书心震惊的睁大了眼睛,没想到所谓的“政敌”是为了家产。
而他说起这些,如提及老樊头儿子家的生意一样随便,甚至还问她,要不要也争家产。
“你真是疯了!”
即便和生父没有交情,不来往便是了,怎么就涉及财产家业,甚至还想诅咒人死。
书心皱着眉头看他,心里却想,赶紧把萧柘的事办了,回去鹤亭。
都城不待也罢。
“是不是觉得有些复杂?”
他笑眯眯的说:“我对那生父没有一点感情,最多不过在他临死前去看一眼。他的那劳什子家产,我是一点也不感兴趣。”
话刚落,马车已经进了城门。
“夫人,等圣上交代的事忙完了,你还愿意跟我走的吧!”
马车晃晃悠悠好几天,终于到了都城。
他不再骑马,而是和她一起,坐到马车里。
可一进城门,立即有几队人马带着兵器从四处出来,对着马车喊打喊杀。
他无所畏惧,笑着问:“害怕吗?”
书心当然害怕。
爰郎还在怀里大哭,下一刻,他掀开帘子,一根长枪正刺中他的胸口。
再有其他人持兵器上前,他便将她挡在身后,以身护着。
“我认得你家主人,也知道你们来意,我不能答应。这一枪,替我谢谢她的关心。”
说罢,他自个儿将那长枪打断,跌到了马车里。
“走吧!”这话是对车夫说的。
车夫被来人吓得胆战心惊,被她喊了好几句,才回过神来,不确定的问道:“使君,先去医馆吧!”
“不去,你往前走便是。

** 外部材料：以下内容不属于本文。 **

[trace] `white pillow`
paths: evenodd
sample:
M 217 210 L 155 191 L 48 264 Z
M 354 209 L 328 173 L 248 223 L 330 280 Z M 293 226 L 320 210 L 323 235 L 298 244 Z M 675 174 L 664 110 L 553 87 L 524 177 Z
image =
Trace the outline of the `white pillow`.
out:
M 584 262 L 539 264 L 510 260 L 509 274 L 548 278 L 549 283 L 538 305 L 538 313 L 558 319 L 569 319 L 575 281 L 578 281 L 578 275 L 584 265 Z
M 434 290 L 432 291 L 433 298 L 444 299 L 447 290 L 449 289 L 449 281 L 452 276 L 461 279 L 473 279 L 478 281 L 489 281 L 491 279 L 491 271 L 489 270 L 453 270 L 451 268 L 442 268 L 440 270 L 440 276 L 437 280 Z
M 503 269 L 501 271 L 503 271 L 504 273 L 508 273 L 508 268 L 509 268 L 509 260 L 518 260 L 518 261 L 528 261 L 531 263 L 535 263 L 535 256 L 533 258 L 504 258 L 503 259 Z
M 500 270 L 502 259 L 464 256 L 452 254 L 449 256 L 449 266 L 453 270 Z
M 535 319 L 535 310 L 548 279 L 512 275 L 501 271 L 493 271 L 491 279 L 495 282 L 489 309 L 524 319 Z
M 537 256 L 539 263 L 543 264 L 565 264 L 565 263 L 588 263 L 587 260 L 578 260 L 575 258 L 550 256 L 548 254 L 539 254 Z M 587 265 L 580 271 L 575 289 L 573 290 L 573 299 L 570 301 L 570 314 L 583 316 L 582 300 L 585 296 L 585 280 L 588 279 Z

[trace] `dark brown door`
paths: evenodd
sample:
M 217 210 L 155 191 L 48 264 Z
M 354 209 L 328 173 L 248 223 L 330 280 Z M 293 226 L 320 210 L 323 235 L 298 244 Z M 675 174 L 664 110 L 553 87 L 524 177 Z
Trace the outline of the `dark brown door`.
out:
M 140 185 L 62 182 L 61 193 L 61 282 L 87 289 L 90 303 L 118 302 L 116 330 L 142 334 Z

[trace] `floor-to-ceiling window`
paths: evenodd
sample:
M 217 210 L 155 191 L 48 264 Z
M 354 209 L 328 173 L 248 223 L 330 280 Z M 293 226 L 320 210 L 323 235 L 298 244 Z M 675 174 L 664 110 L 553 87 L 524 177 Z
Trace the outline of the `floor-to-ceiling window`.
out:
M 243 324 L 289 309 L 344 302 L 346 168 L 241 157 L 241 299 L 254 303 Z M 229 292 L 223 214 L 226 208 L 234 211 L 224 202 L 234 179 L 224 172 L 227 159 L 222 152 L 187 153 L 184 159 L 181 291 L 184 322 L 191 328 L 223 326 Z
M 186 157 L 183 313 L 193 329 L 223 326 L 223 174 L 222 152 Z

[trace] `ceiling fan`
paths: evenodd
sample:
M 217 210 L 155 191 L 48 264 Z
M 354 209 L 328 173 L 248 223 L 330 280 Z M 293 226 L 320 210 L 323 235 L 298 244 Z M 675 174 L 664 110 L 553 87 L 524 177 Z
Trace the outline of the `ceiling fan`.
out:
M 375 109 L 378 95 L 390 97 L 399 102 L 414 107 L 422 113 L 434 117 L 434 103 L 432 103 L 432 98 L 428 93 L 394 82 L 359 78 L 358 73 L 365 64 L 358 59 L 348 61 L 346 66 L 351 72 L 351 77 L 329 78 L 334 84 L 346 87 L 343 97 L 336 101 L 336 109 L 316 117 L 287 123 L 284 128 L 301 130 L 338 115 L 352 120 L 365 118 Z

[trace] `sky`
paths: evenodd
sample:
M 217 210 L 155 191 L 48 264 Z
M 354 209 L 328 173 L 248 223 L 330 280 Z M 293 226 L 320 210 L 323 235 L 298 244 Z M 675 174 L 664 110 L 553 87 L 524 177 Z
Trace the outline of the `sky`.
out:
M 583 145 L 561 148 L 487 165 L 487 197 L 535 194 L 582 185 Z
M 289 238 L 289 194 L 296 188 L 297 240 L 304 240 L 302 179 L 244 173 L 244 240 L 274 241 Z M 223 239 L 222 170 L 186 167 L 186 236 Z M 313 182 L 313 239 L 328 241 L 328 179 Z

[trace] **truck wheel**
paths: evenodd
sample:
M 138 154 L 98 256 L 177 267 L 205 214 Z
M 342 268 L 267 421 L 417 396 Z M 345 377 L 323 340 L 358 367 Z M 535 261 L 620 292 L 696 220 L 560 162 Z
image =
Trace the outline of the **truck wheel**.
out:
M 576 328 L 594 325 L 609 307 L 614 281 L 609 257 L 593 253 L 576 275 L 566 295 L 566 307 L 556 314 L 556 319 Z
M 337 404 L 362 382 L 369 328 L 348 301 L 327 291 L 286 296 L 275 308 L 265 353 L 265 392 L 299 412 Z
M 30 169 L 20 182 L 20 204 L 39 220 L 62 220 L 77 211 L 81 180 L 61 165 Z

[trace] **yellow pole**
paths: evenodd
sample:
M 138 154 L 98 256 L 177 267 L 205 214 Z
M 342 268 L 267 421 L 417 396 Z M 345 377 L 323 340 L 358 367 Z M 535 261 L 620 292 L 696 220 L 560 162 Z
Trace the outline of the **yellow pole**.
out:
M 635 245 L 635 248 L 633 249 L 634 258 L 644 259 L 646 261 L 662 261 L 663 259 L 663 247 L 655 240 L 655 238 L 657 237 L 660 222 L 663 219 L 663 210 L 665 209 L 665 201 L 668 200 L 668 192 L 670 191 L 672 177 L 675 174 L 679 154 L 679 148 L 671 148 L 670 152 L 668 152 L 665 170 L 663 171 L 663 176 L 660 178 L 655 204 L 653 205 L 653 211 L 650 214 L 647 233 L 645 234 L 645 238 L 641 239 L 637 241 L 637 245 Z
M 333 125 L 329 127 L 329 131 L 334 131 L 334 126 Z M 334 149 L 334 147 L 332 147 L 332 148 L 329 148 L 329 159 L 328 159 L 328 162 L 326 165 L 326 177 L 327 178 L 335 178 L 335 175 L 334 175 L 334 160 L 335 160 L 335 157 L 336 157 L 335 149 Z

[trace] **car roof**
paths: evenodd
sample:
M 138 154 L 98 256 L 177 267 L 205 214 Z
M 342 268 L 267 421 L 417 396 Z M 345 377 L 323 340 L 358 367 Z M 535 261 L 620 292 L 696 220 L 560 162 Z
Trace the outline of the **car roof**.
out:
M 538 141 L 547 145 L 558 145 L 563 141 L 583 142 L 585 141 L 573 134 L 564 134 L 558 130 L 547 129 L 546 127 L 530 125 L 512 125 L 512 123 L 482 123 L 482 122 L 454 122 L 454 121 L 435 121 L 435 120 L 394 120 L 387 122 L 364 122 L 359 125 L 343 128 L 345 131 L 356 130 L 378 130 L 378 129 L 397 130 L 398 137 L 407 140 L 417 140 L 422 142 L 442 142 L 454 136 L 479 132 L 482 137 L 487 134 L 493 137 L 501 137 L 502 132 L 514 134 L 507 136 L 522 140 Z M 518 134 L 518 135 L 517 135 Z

等没路了,自然有人来请。”
这等变故,别说车夫不安,书心心里也砰砰跳,甚至忘了哄爰郎别哭。
“这是怎么回事啊!”
葛伯阳的胸膛在流血,她拿出爰郎干净的尿布给他垫着,“你怎么不躲一下,就这么受着…”
过去总觉得,他的功夫也不差,不然不可能好几次死里逃生。